- Episode no.: Season 7 Episode 16
- Directed by: Sanford Bookstaver
- Written by: Lawrence Kaplow; Thomas L. Moran;
- Original air date: March 14, 2011

Guest appearances
- Chad Faust as Lane; Cleo Berry as Carnell; Noelle Bellinghausen as Emily;

Episode chronology
| ← Previous "Bombshells" | Next → "Fall from Grace" |
- House season 7

= Out of the Chute =

"Out of the Chute" is the sixteenth episode of the seventh season of the American medical drama House. It aired on Fox on March 14, 2011.

== Plot ==
Newly single and back on Vicodin, House checks into a hotel for the five-star treatment, leaving his team to diagnose a professional bull-rider (Chad Faust) who was attacked by a bull after suffering a seizure. House admits to Wilson that he is taking Vicodin again, and that he needs help - but he insists that prostitutes will help him more than counselling.

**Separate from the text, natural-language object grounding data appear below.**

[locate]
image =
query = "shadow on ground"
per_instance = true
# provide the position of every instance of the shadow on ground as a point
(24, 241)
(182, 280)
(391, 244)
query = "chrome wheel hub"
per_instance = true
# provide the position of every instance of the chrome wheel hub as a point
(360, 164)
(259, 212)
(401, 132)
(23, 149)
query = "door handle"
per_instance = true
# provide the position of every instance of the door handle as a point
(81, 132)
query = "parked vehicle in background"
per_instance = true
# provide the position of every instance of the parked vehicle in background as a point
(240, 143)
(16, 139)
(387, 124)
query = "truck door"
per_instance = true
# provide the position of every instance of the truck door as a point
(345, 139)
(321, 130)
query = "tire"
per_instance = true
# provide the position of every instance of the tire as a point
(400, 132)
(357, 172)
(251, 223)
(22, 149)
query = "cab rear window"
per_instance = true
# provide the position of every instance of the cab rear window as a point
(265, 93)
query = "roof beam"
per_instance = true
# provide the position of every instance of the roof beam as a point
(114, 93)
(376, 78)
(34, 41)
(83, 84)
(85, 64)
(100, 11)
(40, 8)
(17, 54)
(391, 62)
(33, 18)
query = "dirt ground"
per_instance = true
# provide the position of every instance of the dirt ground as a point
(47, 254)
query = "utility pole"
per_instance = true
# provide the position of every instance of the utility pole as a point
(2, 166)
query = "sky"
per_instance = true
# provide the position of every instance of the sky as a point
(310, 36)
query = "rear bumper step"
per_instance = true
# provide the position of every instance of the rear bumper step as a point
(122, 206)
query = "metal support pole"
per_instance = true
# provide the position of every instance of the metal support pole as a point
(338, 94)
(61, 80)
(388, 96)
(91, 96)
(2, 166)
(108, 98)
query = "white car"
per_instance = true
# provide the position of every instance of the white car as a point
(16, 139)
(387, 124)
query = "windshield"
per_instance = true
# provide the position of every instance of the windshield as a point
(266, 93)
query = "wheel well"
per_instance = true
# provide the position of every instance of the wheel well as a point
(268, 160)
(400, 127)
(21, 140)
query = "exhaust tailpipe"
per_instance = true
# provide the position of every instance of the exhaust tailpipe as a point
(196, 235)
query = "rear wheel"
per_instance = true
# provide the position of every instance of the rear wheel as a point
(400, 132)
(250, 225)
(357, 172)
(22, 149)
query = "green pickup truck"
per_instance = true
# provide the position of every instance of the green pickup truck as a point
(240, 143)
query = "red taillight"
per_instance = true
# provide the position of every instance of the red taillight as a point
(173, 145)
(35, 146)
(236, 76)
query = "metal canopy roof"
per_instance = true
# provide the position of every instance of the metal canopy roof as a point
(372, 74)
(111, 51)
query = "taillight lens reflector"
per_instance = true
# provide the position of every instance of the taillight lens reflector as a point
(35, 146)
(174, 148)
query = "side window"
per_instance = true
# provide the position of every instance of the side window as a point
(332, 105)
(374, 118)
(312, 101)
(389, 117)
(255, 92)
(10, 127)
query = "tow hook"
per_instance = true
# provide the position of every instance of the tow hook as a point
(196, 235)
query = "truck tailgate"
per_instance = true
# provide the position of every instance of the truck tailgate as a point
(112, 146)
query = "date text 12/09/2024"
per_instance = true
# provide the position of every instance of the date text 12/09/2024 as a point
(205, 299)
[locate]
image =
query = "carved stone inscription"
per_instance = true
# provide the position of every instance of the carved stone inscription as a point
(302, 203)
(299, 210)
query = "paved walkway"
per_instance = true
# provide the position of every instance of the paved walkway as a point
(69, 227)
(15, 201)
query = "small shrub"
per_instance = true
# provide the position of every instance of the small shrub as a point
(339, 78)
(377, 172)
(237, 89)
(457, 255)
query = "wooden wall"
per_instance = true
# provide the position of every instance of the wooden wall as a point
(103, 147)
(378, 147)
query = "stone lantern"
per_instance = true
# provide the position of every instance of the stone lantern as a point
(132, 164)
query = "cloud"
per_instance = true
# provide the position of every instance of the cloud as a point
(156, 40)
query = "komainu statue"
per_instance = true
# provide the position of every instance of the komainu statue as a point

He proceeds to check in with the team telephonically while in the company of a variety of women. As the episode progresses, House continues to seek more and more thrills, which worries Wilson so he offers that House should move back in with him, which House declines. Wilson asks Cuddy to talk to House, but she refuses.

Diagnosing the bull-rider is difficult due to his various previous injuries which render MRI technology and other diagnostics useless or extremely dangerous. House instructs the team to do more aggressive tests with increasingly higher risk to the patient: an MRI test despite the metal rod in his ribcage, which causes the metal to superheat; removing the plate in his skull to do a CT scan; and finally forcing his aortic valve to rupture during surgery to identify a weak spot in the valve in time to repair it. When the patient wakes up after surgery, Masters asks him out, having been attracted to him for most of the diagnostic process. The patient is embarrassed and does not respond.

At the end of the episode, House takes more Vicodin and then jumps from the balcony of his hotel room into the pool to do a cannonball while Wilson watches in shock.

==Reception==
Television Without Pity gave the episode a C. The A.V. Club gave it a B+.